Report Claims Apple’s First AR Headset Will Arrive Late Next Year With Mac-Level Processing Power

Report Claims Apple’s First AR Headset Will Arrive Late Next Year With Mac-Level Processing Power

As Apple continues to struggle to keep its new product announcements secret until it’s ready for a big on-stage reveal, a new report has revealed some interesting details about the company’s long-rumoured AR headset, including the fact that it may be a standalone product and not dependent on an iPhone.

Both MacRumors and 9to5Mac are claiming to have seen a recent research report prepared by Apple analyst Ming-Chi Kuo for investors that includes new details about Apple’s headset plans that seem to go against another report from back in September. That report cited anonymous sources who claimed the headset’s processor was ready for trial production but wouldn’t be as powerful as the processors used in existing Apple products like the iPad, iPhone, and even the MacBook. As a result, it was believed the Apple headset would be dependent on the machine learning capabilities of the processor in another device, like a tethered iPhone, for its augmented and mixed reality tricks, and would mostly function like a wireless display.

On the contrary, Ming-Chi Kuo, an Apple analyst with an impressively solid track record of foreseeing what products the company has enroute, has instead predicted the Apple AR headset will arrive closer to the end of 2022 and will be powered by a pair of processors: one to handle “sensor-related computing” and one for everything else that “will have similar computing power as the M1 for Mac.” Why all the added horsepower? Kuo believes it’s because the headset will be simultaneously processing live feeds from more optical sensors than even the iPhone Pro models have to:

Apple’s AR headset requires a separate processor as the computing power of the sensor is significantly higher than that of the iPhone. For example, the AR headset requires at least 6-8 optical modules to simultaneously provide continuous video see-through AR services to users.
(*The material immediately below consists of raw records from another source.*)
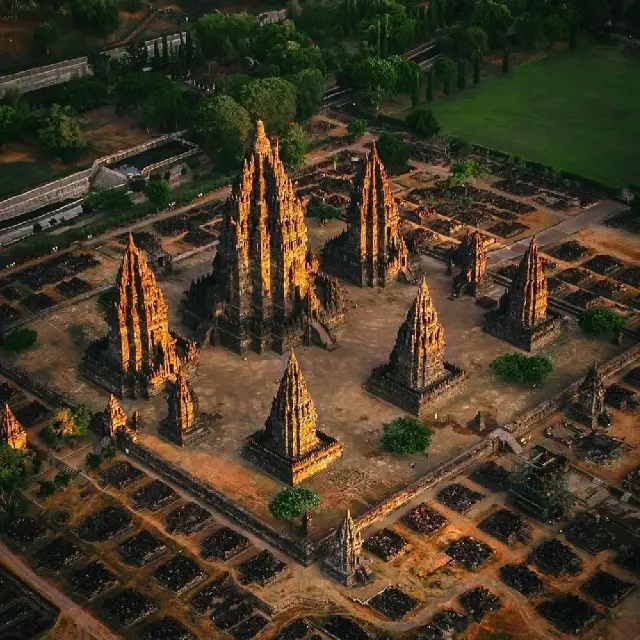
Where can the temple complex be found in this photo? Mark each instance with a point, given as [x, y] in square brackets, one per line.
[291, 447]
[11, 432]
[139, 354]
[522, 317]
[472, 258]
[371, 252]
[183, 425]
[417, 375]
[343, 562]
[265, 290]
[590, 405]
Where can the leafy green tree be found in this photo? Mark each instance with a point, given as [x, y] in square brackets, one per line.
[310, 91]
[293, 146]
[405, 435]
[423, 121]
[61, 132]
[393, 151]
[272, 100]
[599, 322]
[293, 502]
[223, 126]
[516, 367]
[158, 192]
[19, 339]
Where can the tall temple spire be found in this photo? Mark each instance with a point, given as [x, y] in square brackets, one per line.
[11, 432]
[528, 291]
[371, 251]
[343, 561]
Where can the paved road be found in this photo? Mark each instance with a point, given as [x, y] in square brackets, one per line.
[84, 620]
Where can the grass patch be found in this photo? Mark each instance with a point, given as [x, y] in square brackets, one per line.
[575, 112]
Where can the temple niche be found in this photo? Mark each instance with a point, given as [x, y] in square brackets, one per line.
[417, 375]
[265, 290]
[139, 354]
[522, 317]
[472, 259]
[12, 434]
[291, 447]
[371, 252]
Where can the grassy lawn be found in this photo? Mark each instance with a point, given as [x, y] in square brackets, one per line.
[576, 112]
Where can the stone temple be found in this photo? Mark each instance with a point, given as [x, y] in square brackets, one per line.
[417, 375]
[522, 317]
[265, 290]
[371, 252]
[139, 354]
[291, 447]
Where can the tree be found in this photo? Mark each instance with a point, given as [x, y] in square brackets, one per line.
[158, 192]
[516, 367]
[272, 100]
[223, 126]
[19, 339]
[445, 70]
[423, 121]
[45, 36]
[61, 132]
[393, 151]
[310, 91]
[599, 322]
[357, 128]
[405, 435]
[293, 502]
[293, 146]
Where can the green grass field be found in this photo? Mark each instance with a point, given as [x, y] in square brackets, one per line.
[577, 112]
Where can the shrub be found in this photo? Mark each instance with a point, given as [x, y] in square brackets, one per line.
[293, 503]
[516, 367]
[19, 339]
[405, 435]
[599, 322]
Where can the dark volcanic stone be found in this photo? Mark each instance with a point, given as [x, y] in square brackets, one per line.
[104, 525]
[393, 603]
[425, 520]
[167, 628]
[179, 574]
[128, 607]
[122, 474]
[568, 613]
[607, 588]
[223, 544]
[93, 580]
[154, 496]
[458, 498]
[141, 548]
[261, 569]
[522, 579]
[469, 552]
[58, 554]
[188, 519]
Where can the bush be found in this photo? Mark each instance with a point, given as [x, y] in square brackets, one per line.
[293, 503]
[516, 367]
[599, 322]
[19, 339]
[405, 435]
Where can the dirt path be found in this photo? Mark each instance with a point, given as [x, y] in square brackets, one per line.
[82, 619]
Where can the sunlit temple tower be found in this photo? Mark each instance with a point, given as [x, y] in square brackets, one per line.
[343, 562]
[523, 318]
[417, 375]
[371, 252]
[139, 354]
[265, 291]
[291, 447]
[11, 432]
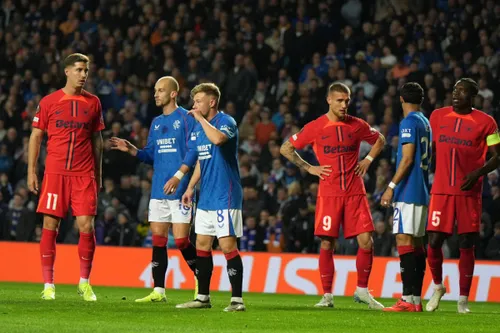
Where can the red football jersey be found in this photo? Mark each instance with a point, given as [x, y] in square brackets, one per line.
[460, 143]
[337, 144]
[69, 121]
In comparison, an iPhone requires up to 3 optical modules running simultaneously and does not require continuous computing.

The use of an M1-calibre processor will also increase the headset’s potential capabilities helping to set it apart from what the competition’s products can do. But more importantly, as has been evident with other virtual and augmented reality products, consumers don’t really want a headset that’s dependent on other expensive hardware. The Oculus Go and Quest products were huge hits and not just because they were affordable. Neither require a gaming PC or high-end smartphone to work. Unlike the Apple Watch that is essentially a wrist-worn second screen for the iPhone, an AR or ML headset should provide an entirely different experience, and from the sounds of it, that’s what Apple is planning to offer late next year.